Сцепленное с полом наследование у пецилии.
Каким был кот — отец котят?
В природе были обнаружены и иные формы — с увеличенным, по сравнению с обычным, диплоидным, числом хромосомных наборов. Эти формы носят название полиплоидов. Они очень распространены.
Первый полиплоид был описан еще в начале века де Фризом. Это гигантская форма энотеры. Если у обычных форм число хромосом 14, то у гигантской их 28. Легко понять, что гаплоидное число (n) равно здесь 7. Отсюда нормальная форма будет 2n = 14, а полиплоид 4n = 28. У него четыре хромосомных набора. Такие формы называют тетраплоидными.
Далее была обнаружена полиплоидия у дурмана и у многих других растений. Было выяснено, например, что все культурные формы пшеницы — полиплоиды. Пшеница, содержащая в клетках по 14 хромосом (диплоидная), так называемая однозернянка, не имеет в настоящее время никакого практического значения. В культуре используются лишь полиплоиды: 4n = 28 и 6n = 42. Тетраплоидны овес, картофель, табак, белый клевер, люцерна, тимофеевка, многие из плодовых растений. Иначе говоря, большая часть растений, используемых человеком в пищу, является полиплоидами.
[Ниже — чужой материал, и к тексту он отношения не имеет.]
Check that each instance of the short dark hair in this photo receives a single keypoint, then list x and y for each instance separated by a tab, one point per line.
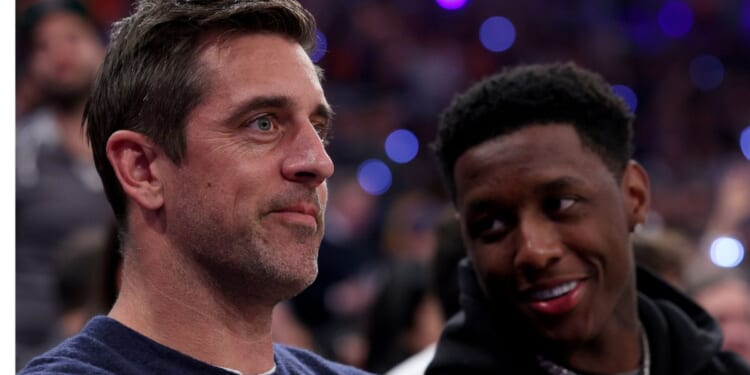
150	80
536	94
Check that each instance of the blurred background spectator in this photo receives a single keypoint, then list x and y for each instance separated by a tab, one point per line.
58	193
726	296
391	66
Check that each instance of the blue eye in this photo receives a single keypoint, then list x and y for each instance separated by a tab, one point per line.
262	123
559	205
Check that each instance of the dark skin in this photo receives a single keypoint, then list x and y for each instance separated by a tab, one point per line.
547	226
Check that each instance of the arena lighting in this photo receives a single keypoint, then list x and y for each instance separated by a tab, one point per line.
401	146
321	46
628	95
374	177
451	4
726	252
675	18
497	34
745	142
706	72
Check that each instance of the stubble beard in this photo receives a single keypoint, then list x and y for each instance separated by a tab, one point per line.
247	264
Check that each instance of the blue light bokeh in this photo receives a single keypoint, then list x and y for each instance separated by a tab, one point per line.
745	142
497	34
628	95
374	176
401	146
706	72
451	4
727	252
675	18
321	46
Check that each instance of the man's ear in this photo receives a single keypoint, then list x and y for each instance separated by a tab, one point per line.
132	156
636	191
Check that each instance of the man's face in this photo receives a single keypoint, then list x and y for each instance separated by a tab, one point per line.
66	55
547	227
246	204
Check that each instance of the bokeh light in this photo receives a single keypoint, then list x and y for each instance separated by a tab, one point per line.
401	146
628	95
745	142
675	18
374	176
726	252
497	34
451	4
706	72
745	17
321	46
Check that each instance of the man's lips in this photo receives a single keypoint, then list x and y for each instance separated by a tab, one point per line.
301	214
554	298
Удвоение числа хромосомных наборов обычно ведет к увеличению размеров, к гигантизму. Именно этот гигантизм и обуславливает ту огромную роль, которую полиплоиды играют в природе. Но, конечно, не нужно думать, что любое удвоение числа хромосом обязательно приведет к гигантизму. У тех же пшениц 4n и 6n формы лучше обычных диплоидных (2n). Однако дальнейшее увеличение числа хромосомных наборов уже не ведет к увеличению размеров растений: 84-хромосомные формы — растения слаборазвитые. А если у ржи, обычное число хромосом которой 14, произойдет удвоение, полиплоид получается мощным.
Тайну, подсмотренную в природе, было заманчиво взять на вооружение, применить в селекции. Есть сложное химическое вещество — алкалоид колхицин. Стоит в его раствор поместить делящиеся клетки, как начинаются чудеса. Вспомним, что при делении образуется веретено из белковых нитей; сокращаясь, эти нити растаскивают хромосомы к полюсам клетки. Но в растворе колхицина веретено не образуется и разделившиеся хромосомы не расходятся к полюсам. В результате число их удваивается, а если не отмыть ткани от колхицина до следующего целения, то и учетверяется.
В. В. Сахарову и А. Р. Жебраку первым удалось получить полиплоиды под действием колхицина у хозяйственно важной культуры. Это была гречиха. Тетраплоиды оказались очень крупными, с большими семенами. Далее с ними пришлось повозиться: поначалу они были не очень плодовитыми. Но длительный отбор привел к созданию превосходных тетраплоидных сортов.